Es posible debatir acerca de cuáles son esos principios sobre la base de que ellos pueden ser conocidos, pero no inventados o modificados según el capricho de unas mayorías o de otras. Aceptar lo contrario es cerrar la puerta a la reflexión y al estudio como instancias necesarias para la adopción de las decisiones y dejar todo entregado, en definitiva, a la fuerza que se demuestre como la más poderosa.

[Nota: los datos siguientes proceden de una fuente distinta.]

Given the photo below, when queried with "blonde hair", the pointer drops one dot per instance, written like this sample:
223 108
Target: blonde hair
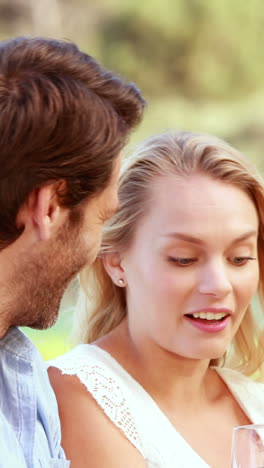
182 154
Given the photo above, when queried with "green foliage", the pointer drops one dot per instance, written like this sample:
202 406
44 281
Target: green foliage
193 48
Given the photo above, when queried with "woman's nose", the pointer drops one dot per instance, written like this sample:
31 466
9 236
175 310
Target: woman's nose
214 279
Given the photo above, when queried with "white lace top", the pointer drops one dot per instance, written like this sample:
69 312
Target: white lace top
136 414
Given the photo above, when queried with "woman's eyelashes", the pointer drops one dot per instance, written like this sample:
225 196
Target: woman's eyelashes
188 261
182 261
240 261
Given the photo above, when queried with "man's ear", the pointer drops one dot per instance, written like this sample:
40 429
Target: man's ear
42 211
112 264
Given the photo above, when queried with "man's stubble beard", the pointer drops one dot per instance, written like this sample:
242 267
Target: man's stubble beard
42 277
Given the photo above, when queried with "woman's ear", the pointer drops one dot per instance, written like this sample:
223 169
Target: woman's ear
42 211
112 264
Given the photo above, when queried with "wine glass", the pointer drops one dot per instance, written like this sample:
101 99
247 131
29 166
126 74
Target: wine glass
248 446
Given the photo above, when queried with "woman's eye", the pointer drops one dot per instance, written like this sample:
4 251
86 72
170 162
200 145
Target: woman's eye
182 261
240 261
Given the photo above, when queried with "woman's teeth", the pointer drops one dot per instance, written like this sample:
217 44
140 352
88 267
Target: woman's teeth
209 315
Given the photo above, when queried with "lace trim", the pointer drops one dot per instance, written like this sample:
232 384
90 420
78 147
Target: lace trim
107 393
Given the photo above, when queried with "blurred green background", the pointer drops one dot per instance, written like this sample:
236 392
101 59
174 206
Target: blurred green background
198 62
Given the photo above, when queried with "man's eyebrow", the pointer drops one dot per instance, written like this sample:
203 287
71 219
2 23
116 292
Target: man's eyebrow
196 240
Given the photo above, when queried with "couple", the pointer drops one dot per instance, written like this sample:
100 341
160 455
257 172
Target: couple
168 315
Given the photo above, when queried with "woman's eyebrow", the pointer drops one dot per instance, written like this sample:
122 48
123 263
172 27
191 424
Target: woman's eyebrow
196 240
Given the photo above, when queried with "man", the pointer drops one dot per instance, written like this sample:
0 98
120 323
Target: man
63 122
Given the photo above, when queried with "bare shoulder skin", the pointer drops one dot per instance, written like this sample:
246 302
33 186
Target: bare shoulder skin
89 438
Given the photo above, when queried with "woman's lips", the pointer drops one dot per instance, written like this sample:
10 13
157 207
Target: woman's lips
209 320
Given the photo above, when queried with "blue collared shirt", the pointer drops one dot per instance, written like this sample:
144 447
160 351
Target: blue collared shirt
29 422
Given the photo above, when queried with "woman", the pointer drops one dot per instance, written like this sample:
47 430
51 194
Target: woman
173 335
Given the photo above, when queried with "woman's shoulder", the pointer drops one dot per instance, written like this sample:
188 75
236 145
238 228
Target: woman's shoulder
245 388
102 380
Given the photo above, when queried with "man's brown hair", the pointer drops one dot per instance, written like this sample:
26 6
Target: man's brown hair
62 116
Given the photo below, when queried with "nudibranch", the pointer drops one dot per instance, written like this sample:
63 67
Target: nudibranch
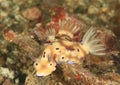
68 51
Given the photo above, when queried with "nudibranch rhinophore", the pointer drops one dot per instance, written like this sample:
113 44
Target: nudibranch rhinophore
67 50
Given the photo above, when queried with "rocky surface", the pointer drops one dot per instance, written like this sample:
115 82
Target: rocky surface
20 16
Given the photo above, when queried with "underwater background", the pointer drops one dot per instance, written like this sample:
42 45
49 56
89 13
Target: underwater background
17 54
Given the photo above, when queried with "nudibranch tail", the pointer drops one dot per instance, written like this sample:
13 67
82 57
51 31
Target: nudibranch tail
92 42
50 33
68 27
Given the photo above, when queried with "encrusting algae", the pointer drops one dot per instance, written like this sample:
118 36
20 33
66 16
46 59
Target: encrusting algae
62 43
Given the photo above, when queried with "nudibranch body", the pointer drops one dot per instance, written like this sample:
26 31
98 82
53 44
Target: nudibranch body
68 51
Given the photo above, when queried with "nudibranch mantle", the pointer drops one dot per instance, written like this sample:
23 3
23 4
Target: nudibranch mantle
68 51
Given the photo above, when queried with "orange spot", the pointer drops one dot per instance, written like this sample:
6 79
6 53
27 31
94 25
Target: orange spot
9 35
60 13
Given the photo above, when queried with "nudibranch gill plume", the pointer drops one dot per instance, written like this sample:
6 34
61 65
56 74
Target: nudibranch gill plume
63 48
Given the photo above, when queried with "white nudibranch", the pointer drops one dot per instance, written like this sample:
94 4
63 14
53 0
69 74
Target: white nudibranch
68 51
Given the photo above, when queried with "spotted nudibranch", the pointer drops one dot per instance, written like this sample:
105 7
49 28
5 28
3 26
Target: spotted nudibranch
65 50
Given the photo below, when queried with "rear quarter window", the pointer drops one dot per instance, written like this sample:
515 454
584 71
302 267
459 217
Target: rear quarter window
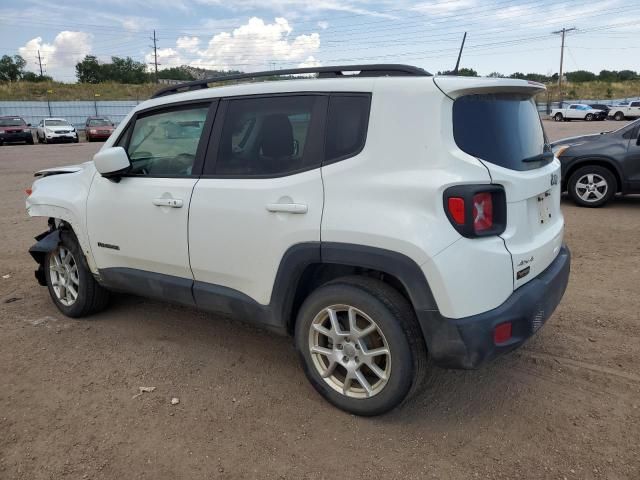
347 124
503 129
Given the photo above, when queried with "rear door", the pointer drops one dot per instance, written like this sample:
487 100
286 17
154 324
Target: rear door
261 193
499 124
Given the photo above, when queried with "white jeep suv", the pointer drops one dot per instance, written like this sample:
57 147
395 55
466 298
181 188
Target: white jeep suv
386 219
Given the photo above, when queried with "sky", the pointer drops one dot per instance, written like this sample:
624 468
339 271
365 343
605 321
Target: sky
503 36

En las elecciones, en definitiva, elegimos una persona u otra. No es entonces el país el que se juega su destino, sino cada uno de los candidatos. ¡Que ninguno de estos tenga pues la pretensión de identificar el destino del país con el suyo propio! Y que sepa quien triunfe que la legitimidad del ejercicio del poder que se le ha conferido no va a depender tanto de la sumisión a programas o modelos arbitrariamente diseñados, como de la prudente aplicación de los principios que deben regir el gobierno de las naciones. Volvemos a recordar en esta ocasión la vieja enseñanza de un maestro como San Isidoro de Sevilla en el siglo VII de nuestra era: "Rex eris si recte facies; si non facies, non eris" "Rey serás si obrares rectamente; si así no lo hicieres, no lo serás", breve sentencia que resume lo que ha sido la sabiduría política de nuestra civilización occidental.

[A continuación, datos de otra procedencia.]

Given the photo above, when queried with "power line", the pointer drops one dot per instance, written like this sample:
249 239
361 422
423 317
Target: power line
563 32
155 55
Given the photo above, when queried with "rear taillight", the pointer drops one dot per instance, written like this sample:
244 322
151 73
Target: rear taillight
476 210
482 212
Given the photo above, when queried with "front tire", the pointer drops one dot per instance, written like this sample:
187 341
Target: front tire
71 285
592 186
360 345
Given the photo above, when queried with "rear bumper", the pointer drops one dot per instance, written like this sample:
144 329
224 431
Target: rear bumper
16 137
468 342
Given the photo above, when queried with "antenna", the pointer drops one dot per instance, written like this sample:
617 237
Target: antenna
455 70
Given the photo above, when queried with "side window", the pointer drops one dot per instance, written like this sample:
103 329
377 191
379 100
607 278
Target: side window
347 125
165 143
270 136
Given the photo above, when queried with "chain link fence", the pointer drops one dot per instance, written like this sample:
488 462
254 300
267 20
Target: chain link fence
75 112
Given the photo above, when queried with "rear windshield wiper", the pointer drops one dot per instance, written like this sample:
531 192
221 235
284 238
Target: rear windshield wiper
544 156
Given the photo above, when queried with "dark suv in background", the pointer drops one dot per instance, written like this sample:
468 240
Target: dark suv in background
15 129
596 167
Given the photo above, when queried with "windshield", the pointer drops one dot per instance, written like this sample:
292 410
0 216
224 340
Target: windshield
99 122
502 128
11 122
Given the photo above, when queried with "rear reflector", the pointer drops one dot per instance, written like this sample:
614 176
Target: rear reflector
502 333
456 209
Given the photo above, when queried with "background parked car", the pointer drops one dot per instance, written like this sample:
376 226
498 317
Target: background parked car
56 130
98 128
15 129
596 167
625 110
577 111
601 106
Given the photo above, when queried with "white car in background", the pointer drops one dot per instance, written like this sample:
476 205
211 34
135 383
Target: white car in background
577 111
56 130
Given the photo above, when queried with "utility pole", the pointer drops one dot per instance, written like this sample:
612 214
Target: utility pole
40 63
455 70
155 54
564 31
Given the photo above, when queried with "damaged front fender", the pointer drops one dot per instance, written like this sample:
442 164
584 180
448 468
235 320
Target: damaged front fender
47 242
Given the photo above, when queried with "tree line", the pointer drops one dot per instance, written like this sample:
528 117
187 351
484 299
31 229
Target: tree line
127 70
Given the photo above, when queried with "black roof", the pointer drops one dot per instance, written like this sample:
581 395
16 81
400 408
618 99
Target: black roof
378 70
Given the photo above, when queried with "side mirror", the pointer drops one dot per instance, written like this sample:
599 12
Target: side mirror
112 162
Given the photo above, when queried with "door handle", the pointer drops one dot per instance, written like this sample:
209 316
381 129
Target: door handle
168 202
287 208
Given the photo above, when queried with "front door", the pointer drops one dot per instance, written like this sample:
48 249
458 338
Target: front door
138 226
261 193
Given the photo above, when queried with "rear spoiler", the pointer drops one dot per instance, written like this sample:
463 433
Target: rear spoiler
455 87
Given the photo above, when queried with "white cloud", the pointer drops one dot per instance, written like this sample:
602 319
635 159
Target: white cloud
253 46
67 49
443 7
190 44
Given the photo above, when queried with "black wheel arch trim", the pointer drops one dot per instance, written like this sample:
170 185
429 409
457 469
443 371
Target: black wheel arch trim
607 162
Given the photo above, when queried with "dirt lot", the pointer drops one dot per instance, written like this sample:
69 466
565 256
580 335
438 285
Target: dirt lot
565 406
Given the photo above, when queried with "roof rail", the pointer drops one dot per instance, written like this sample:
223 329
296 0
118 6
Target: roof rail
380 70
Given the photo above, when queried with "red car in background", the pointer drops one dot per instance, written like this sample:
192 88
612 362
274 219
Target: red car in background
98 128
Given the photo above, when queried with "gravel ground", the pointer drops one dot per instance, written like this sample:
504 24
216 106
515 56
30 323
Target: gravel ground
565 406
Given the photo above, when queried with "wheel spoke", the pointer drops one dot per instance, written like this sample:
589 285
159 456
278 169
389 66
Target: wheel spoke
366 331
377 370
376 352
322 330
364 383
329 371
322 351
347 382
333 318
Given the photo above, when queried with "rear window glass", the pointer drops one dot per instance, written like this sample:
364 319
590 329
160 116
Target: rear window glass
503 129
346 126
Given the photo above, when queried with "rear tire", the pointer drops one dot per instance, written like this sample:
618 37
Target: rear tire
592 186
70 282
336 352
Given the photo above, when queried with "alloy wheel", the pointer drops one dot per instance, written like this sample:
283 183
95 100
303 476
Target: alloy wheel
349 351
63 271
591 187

No basta entonces una mayoría electoral para justificar decisiones gubernamentales. Por ejemplo, nadie puede prevalerse de un resultado eleccionario para poner en práctica una doctrina intrínsecamente perversa como la marxista, cuyas fatales consecuencias quedaron, allá donde fue practicada, plenamente a la vista. Tampoco esa mayoría puede invocarse como argumento para destruir la familia o para matar a niños ya concebidos y que aún no han nacido. O para impedir el ejercicio de la libertad responsable en el desarrollo de iniciativas que apunten a procurar y fortalecer el bien común; o prohibir la propiedad como instrumento de esa libertad.
La claridad en estos principios y la fortaleza para sostenerlos a cualquier evento son esenciales para la paz y la prosperidad sociales. Ellos no pueden por lo tanto ser objeto de ninguna transacción. Por eso, desde luego, queda prohibido, por la naturaleza de las cosas, proclamar que el país se juega su destino en estas elecciones.
Es en este espíritu que yo, al menos, concurro a participar en esta votación. Y en este espíritu proclamo mi voluntad de ser un obediente ciudadano de quien en esta ocasión sea elegido como Presidente de la República.